WHO chief backs Irish moves on virus
THE Irish director at the World Health Organization’s emergencies programme has welcomed Ireland’s introduction of more stringent requirements before testing people for coronavirus.
Dr Mike Ryan said testing is a finite resource and it needs to be focused on the people most likely to have the disease.
During the week, it was announced that patients seeking a coronavirus test would need to display two symptoms which include a fever and a cough or shortness of breath.
He said: ‘My understanding is that the health authorities in Ireland have moved the case definition to actually be in line with WHO case definition.

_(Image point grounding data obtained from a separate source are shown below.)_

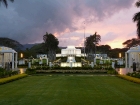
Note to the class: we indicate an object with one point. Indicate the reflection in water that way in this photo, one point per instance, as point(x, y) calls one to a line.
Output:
point(124, 71)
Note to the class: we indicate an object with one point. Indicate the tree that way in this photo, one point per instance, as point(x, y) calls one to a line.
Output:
point(51, 45)
point(104, 49)
point(10, 43)
point(136, 18)
point(131, 42)
point(91, 42)
point(5, 2)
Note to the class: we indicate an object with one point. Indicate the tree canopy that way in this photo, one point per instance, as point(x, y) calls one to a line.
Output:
point(131, 42)
point(51, 45)
point(136, 18)
point(9, 43)
point(5, 2)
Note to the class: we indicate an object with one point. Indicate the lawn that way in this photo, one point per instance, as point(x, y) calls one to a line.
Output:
point(70, 90)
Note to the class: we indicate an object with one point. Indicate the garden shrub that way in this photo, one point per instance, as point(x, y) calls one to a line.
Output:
point(133, 79)
point(134, 74)
point(112, 71)
point(30, 71)
point(12, 78)
point(7, 73)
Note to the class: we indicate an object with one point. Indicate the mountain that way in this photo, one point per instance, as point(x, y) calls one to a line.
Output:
point(28, 46)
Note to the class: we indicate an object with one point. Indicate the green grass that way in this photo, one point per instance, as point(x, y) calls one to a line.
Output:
point(70, 90)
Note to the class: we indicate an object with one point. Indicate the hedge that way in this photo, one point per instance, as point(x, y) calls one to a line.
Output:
point(12, 78)
point(132, 79)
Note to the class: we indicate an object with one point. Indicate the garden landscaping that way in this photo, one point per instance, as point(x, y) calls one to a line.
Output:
point(55, 89)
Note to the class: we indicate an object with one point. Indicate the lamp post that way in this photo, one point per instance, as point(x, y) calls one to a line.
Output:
point(95, 49)
point(84, 40)
point(21, 55)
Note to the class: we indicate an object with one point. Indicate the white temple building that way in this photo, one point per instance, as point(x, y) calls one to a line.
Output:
point(71, 52)
point(132, 55)
point(8, 55)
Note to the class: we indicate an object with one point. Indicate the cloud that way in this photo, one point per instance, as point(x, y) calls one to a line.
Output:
point(28, 20)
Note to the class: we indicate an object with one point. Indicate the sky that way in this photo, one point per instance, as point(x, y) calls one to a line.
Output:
point(26, 21)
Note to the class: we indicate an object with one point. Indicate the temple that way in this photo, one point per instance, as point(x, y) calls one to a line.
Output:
point(8, 55)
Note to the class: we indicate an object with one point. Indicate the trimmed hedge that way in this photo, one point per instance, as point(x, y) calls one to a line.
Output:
point(12, 78)
point(132, 79)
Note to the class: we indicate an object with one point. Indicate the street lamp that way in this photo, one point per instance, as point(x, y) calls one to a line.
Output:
point(21, 55)
point(84, 40)
point(120, 55)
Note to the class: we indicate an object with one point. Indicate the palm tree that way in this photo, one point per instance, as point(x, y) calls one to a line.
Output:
point(10, 43)
point(5, 2)
point(136, 18)
point(51, 45)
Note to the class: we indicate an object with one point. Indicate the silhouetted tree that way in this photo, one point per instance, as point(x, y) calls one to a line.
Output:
point(10, 43)
point(51, 44)
point(136, 18)
point(131, 42)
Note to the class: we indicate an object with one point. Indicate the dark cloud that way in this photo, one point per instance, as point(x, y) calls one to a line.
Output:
point(28, 20)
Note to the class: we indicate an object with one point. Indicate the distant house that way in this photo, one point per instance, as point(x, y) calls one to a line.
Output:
point(8, 55)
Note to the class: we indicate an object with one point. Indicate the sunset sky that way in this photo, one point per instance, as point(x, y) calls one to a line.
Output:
point(28, 20)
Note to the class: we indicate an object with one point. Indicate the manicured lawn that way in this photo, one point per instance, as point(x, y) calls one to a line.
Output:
point(70, 90)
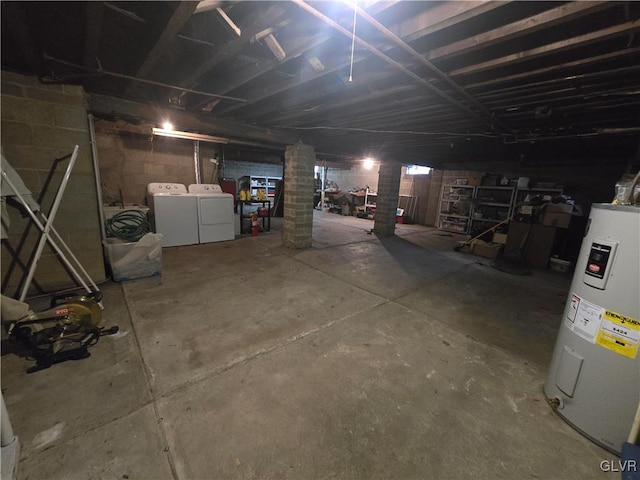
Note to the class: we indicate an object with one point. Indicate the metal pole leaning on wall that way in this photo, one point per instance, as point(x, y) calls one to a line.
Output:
point(96, 171)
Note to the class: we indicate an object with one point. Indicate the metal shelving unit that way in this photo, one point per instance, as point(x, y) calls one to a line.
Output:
point(454, 212)
point(491, 205)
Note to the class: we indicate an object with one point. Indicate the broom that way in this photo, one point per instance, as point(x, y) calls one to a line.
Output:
point(631, 452)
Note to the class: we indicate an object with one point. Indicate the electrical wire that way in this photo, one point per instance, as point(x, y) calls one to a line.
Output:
point(353, 40)
point(128, 225)
point(395, 132)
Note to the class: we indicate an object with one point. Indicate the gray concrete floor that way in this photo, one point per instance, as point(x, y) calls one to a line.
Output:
point(361, 357)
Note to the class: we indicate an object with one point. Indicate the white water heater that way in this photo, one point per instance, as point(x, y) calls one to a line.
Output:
point(594, 378)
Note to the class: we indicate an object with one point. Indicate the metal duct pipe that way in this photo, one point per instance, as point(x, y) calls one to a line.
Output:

‘The purpose is to ensure that we’re focused on detecting and testing these suspect cases – the people most likely to have this disease.’
Dr Ryan said that testing as many people as possible is good but you also need to catch those most likely to have the disease because they need rapid testing and rapid results and will need to be isolated.

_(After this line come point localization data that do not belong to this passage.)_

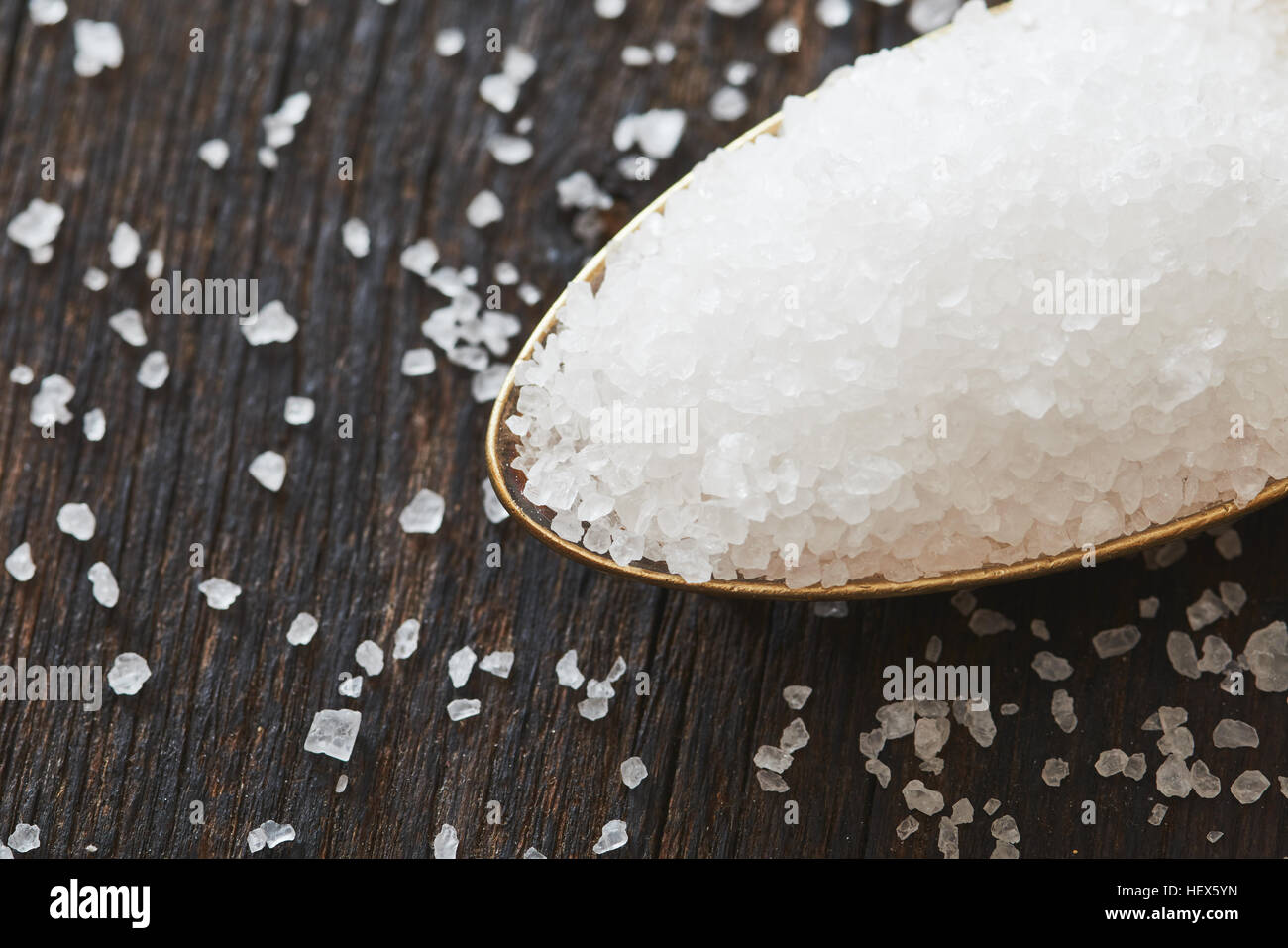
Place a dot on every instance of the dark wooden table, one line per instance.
(224, 715)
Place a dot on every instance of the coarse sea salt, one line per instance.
(983, 299)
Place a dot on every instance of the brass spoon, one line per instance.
(507, 481)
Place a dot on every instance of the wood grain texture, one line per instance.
(224, 716)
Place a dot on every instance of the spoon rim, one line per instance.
(592, 272)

Dr Ryan, born in Curry, Co. Sligo, and raised in Charlestown in Mayo, said there are approximately 1,500 confirmed cases in Africa and that he is sure there is under-detection and under-reporting in the number of cases there.
Speaking on RTÉ’s Today with Seán O’Rourke, when asked about the situation in Africa, Dr Ryan said: ‘I think what is clear is that the epidemic has not developed and accelerated fully in many developing countries, and that’s a great concern for us, especially amongst fragile states and in refugee populations.’
Dr Ryan said the WHO has distributed over 1.5million test kits to 122 countries with every country in Africa having tests available weeks ago and trained technicians able to analyse them. However, he added that while the infrastructure in low-income countries and in fragile states is not as great as elsewhere, Africa in particular has been responding to epidemics for years.
‘They have good systems in place for Ebola, for cholera surveillance, for polio surveillance. So there are systems in place that will pick up suspect cases. Maybe not in the same way we would in Europe, but the systems are there.’
Dr Ryan said that Singapore and China are examples of how to deal with the aftermath of the infection, where now the only new infections recorded are imported cases.